Arroyo Seco - El Prieto LoopAlso known as the JPL hike, this is the one that most people in the area know about. For good reason, its a very pretty canyon, and there are a variety of ways you can wander the area. Specifically, however, I'm talking about taking Arroyo Seco up to the top where the Oakwilde campground is, then continue on out of the canyon, up the hill to where the trail intersects with Brown Canyon fire road. Take a left, and follow the road to where a trail forks off to the right. This will take you down El Prieto Canyon, which is a pretty little creek that lets out right along the road you came in on. It's roughly 12 or so miles, but an easy one... and one that lets you imagine you are far away from the city. Totally dog-friendly, too.
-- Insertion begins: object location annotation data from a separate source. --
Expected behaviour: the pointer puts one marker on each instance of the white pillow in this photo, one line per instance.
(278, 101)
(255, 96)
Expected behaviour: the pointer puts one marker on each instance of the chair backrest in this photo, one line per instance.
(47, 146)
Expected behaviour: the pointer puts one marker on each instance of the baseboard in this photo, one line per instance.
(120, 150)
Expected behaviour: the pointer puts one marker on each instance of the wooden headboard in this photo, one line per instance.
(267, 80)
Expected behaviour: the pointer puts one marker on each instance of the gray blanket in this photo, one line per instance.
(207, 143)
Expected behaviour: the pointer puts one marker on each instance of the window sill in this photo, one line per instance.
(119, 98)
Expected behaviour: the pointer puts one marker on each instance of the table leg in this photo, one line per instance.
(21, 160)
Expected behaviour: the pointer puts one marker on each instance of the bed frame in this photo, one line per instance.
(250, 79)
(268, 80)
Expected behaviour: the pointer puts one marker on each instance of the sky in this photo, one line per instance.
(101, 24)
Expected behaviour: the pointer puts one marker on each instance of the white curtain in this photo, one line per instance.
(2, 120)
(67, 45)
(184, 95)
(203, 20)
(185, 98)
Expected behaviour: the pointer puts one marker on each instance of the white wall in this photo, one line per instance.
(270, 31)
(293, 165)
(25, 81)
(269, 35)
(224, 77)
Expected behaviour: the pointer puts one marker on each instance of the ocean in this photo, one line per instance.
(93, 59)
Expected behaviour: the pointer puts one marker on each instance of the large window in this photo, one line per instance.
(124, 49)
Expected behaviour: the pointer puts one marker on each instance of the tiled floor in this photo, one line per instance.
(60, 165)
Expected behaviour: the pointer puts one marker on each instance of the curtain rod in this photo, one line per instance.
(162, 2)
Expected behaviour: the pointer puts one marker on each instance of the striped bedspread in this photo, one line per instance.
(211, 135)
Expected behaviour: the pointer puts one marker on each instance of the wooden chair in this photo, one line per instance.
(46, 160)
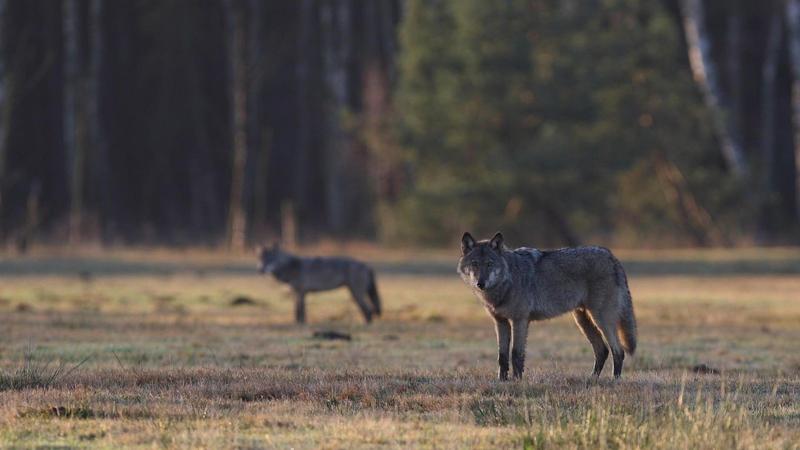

Brush CanyonThis is my only concession to Griffith Park. This hike is the closest to LA, being directly in the center of it. There are a million hikes in Griffith, but this one is probably my favorite for the simple fact that there seems to be less people on it. Go up Bronson Dr. to the end and park if you can find a spot. You can make a decent hike of it by going up the road until it ends at fire road and take a right. Continue up to where the fire road ends at a paved fire road and take a quick left, then back off the pavement to the right, continuing up. Follow the horse path, continuing to the right until you curve around a hilltop and see Burbank and Glendale below. Continue along the ridge towards the back of Mt. Hollywood (stop at the top if you want a great 360 view of the metropolitan area) and then take the road that leads back down to the right. You will find yourself back at the paved fireroad, take a right and continue on till you get back to your original entry point onto the paved area. Follow your route back down at this point. The hike is roughly 5 miles round trip, and has some good elevation. Great views of the city, and a pretty quick hike that you can do in 1.5 hours if you move quick, 2 if you want a more leisurely trip. It's also a great hike for your dog, as everyone in LA seems to have decided, unspoken, that you can let your dog off-leash here.